Applicant name X.
Applicant type Natural person (prisoner)
Country Germany
Decision no. 3603/68
Date 04/02/1970
Institution Commission (Plenary)
Type Decision
Outcome Art. 8 Inadmissible
Reason Manifestly ill-founded; public safety
Type of privacy Family privacy
Keywords Conjugal visit; prisoner; european consensus
Facts of the case Courts have denied a prisoner the right to receive visits from his wife in order to maintain their conjugal life.

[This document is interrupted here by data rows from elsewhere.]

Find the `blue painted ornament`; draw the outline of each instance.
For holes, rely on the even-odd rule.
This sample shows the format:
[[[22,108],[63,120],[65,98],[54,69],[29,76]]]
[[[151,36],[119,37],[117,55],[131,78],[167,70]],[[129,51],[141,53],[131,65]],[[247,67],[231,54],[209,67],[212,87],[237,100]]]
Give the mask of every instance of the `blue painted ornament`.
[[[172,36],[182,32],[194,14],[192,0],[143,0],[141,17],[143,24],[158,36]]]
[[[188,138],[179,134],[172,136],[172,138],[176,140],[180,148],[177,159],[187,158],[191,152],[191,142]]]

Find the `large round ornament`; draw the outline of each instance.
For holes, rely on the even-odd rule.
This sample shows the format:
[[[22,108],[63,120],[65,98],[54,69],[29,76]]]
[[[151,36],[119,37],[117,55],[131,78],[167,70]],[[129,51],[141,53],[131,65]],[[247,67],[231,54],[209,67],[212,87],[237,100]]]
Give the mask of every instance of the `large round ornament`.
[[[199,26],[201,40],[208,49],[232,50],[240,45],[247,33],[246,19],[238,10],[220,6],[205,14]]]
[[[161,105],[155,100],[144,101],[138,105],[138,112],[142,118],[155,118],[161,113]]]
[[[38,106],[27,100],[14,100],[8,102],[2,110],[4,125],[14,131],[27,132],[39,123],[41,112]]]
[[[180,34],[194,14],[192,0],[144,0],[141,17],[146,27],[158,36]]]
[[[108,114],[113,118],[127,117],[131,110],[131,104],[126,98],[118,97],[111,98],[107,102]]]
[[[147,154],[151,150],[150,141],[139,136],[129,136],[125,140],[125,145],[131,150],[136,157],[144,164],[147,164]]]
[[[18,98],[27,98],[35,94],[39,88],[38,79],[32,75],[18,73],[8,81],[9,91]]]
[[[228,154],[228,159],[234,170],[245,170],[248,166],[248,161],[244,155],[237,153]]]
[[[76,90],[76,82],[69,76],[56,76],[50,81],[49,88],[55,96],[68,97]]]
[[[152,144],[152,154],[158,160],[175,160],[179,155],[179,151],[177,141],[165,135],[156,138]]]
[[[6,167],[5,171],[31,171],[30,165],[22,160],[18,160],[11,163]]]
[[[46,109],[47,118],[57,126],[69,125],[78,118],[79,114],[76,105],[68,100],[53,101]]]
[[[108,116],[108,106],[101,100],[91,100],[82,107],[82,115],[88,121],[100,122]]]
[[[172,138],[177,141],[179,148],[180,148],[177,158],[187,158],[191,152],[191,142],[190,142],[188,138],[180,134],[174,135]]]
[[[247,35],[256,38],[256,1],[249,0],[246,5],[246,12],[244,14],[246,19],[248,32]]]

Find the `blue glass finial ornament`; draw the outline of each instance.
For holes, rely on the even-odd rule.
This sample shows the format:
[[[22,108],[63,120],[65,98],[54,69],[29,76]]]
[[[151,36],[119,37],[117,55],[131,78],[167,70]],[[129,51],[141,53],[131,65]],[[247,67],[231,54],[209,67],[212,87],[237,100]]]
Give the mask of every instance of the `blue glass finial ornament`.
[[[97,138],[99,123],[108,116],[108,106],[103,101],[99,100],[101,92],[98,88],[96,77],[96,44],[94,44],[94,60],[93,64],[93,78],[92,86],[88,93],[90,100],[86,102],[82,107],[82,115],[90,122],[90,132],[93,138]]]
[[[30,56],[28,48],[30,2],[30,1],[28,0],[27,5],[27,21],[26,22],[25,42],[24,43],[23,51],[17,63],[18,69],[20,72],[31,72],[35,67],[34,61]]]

Analysis Interesting case for a number of reasons:

1. Although the Commission, in its early days, is sometimes hesitant to allow prisoners to invoke their rights under the Convention, stressing that a restriction of freedom is an intrinsic part of been sentenced to jail, it has no quals in acknowledging that the right to receive conjugal visits by prisoners falls under the scope ratione materiae of the right to privacy.
2. It stresses that the question of whether there is such a right and to what extent limitations are acceptable in democratic societies is an important issue of law. It embraces the doctrine according to which such a question must be judged in the light of a comparative survey of the relevant domestic legislation and practice of the High Contracting Parties to the Convention. This means in extremo that when the state against which the complaint is raised is the only country in Europe that imposes limitations or does not acknowledge a right, just would need stronger justification than when a majority of European countries would do so.
3. It does not include the findings of this survey, but notes with sympathy the reformative movement in several European countries as regards an improvement of the conditions of imprisonment and the possibilities of detained persons to continue their conjugal life to a limited extent. It usually uses this type of phrasing when it is still too early to speak of a European consensus on a certain point, such as the acceptance of a certain right or freedom, but hopes that European countries would move in that direction.
4. It stresses that because there is no European consensus, countries are still at liberty to lay down limitations in their national legal regime. It is interesting that it refers to the ground of ‘public safety’ and not to the ‘prevention of disorder and crime’, as it does normally when dealing with cases that revolve around restrictions imposed on prisoners’ liberty.